Sensory Integration

Visual Sense

When light reaches the retina, the process of vision initiates. Approximately six decades ago, scientists uncovered that each visual cell’s receptive field activates when light hits a small central region but is inhibited by surrounding light. If light covers the entire field, the cell’s response is subdued.

Vision commences with light passing through the cornea and lens, forming a clear image on the retina, much like a camera. The retinal image is reversed, with objects above the center projecting to the lower part and vice versa. Electrical signals carrying information from the retina travel via the optic nerve to the brain, where further processing enables sight.

Hence, visual processing starts with comparing light levels in small retinal regions and their surroundings. Visual data from the retina is transmitted through the lateral geniculate nucleus to the primary visual cortex, situated in the occipital lobe at the back of the brain. This cortex, like the retina, contains densely packed cells in multiple layers. The middle layer, receiving messages from the lateral geniculate nucleus, exhibits responses akin to those in the retina and lateral geniculate cells. Cells above and below this layer respond differently, showing preferences for shapes, angles, and orientations.

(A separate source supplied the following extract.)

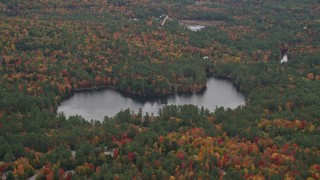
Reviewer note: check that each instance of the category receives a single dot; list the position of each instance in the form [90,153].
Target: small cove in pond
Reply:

Although the intricacies of visual processing mechanisms remain incompletely understood, recent studies in monkeys suggest that visual signals are channeled into three distinct processing systems: one for shape, another for color, and a third for movement, location, and spatial arrangement.

Human psychological studies corroborate findings from animal research, indicating that perceptions of movement, depth, perspective, object size, shading, and texture gradations are predominantly influenced by contrasts in light intensity rather than color.

Perception relies on organizing various elements to group related ones together, a function of the brain’s ability to unite and segregate image parts from their backgrounds. The integration of these systems culminates in the perception of vivid images of solid objects, as the brain extracts biologically relevant information at each stage and associates neuronal firing patterns with past experiences.